Here’s the pandas dataframe that I’m using to learn how to do this:
import pandas as pd
test_list = pd.DataFrame()
test_list["Item"] = ["A", "B", "C", "D", "E", "F", "G", "H", "I", "J", "K"]
test_list["Number"] = ["1", "2", "3", "4", "5", "6", "7", "8", "9", "10", "11"]
test_list["Combined Numbers"]= ""
Based on that dataframe above, I intend to combine up to 3 numbers, separated by commas.
Following that, I intend to repeat this combined value I now have, for each of the test_list["Item"] and test_list["Number"] involved.
I’ve been scratching my head figuring it out so far.
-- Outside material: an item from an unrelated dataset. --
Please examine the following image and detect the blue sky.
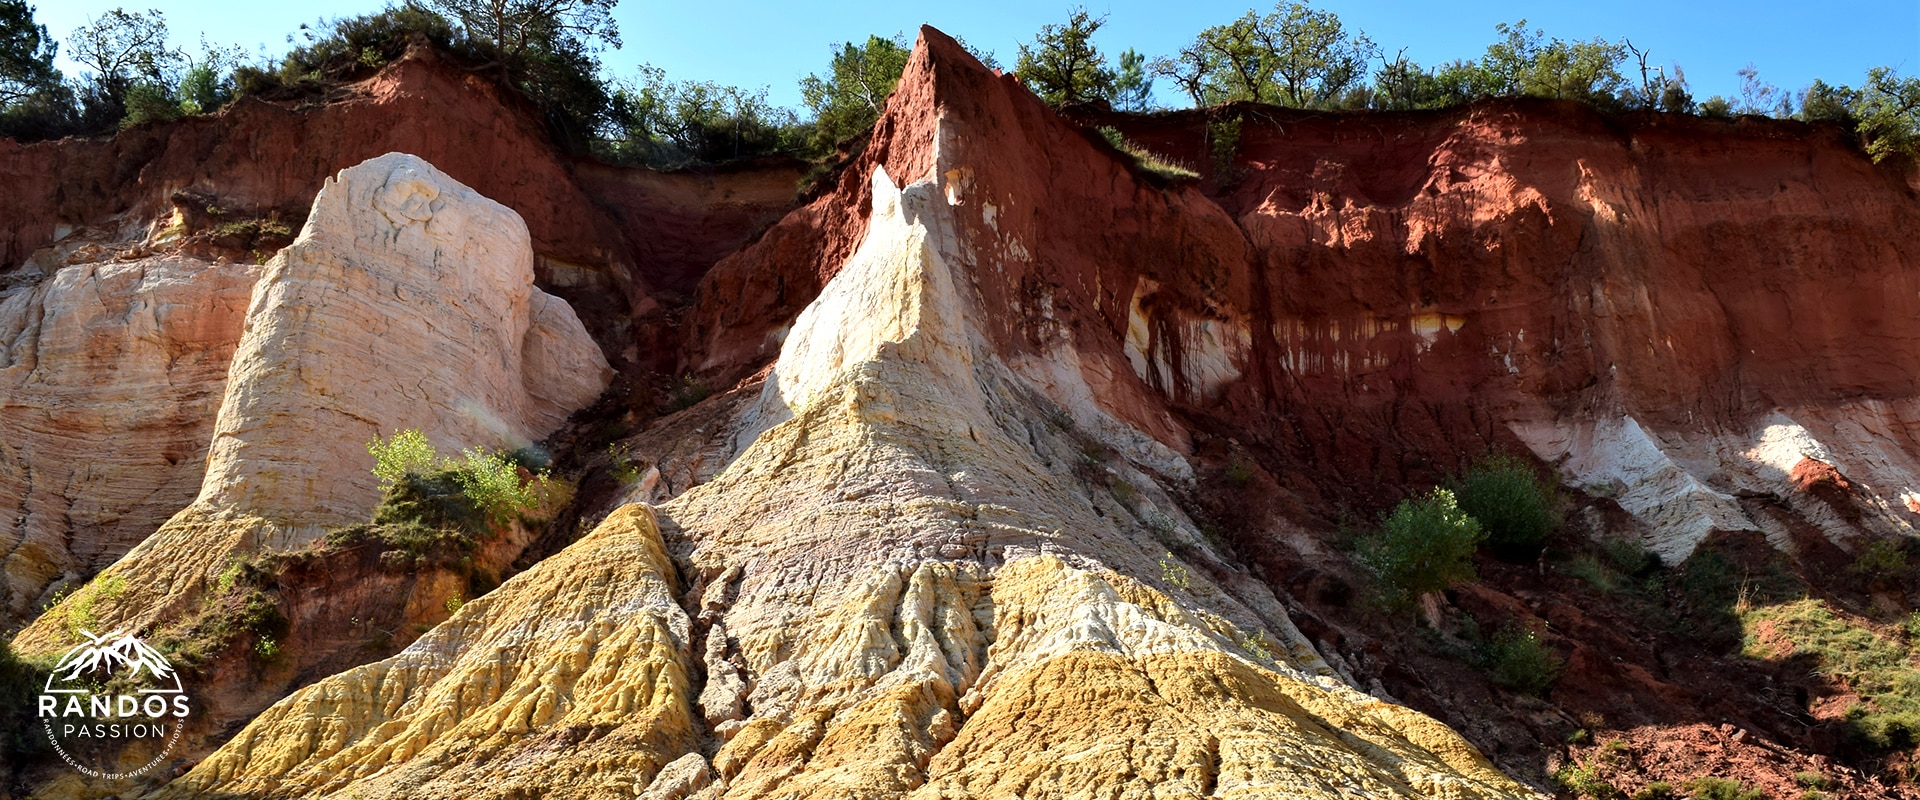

So far I’ve seen examples of groupby() function for situations like combining information based on a given criteria, like a duplicate value from a column. I’m learning to explore if I don’t have anything to refer to, how can I work this out instead?
Here’s my intended goal:
| Item | Number | Combined Numbers |
|---|---|---|
| A | 1 | 1, 2, 3 |
| B | 2 | 1, 2, 3 |
| C | 3 | 1, 2, 3 |
| D | 4 | 4, 5, 6 |
| E | 5 | 4, 5, 6 |
| F | 6 | 4, 5, 6 |
| G | 7 | 7, 8, 9 |
| H | 8 | 7, 8, 9 |
| I | 9 | 7, 8, 9 |
| J | 10 | 10, 11 |
| K | 11 | 10, 11 |
Thank you
>Solution :
In you case as you don’t have this column with the groups, you can generate a range of the length of your dataframe (with np.arange) and do the floor division by 3 (//3). Use groupby.transform to keep the original shape of your data and do the join operation on the column.
test_list["Combined Numbers"] = (
test_list.groupby(np.arange(len(test_list))//3)
['Number'].transform(', '.join)
)
print(test_list)
# Item Number Combined Numbers
# 0 A 1 1, 2, 3
# 1 B 2 1, 2, 3
# 2 C 3 1, 2, 3
# 3 D 4 4, 5, 6
# 4 E 5 4, 5, 6
# 5 F 6 4, 5, 6
# 6 G 7 7, 8, 9
# 7 H 8 7, 8, 9
# 8 I 9 7, 8, 9
# 9 J 10 10, 11
# 10 K 11 10, 11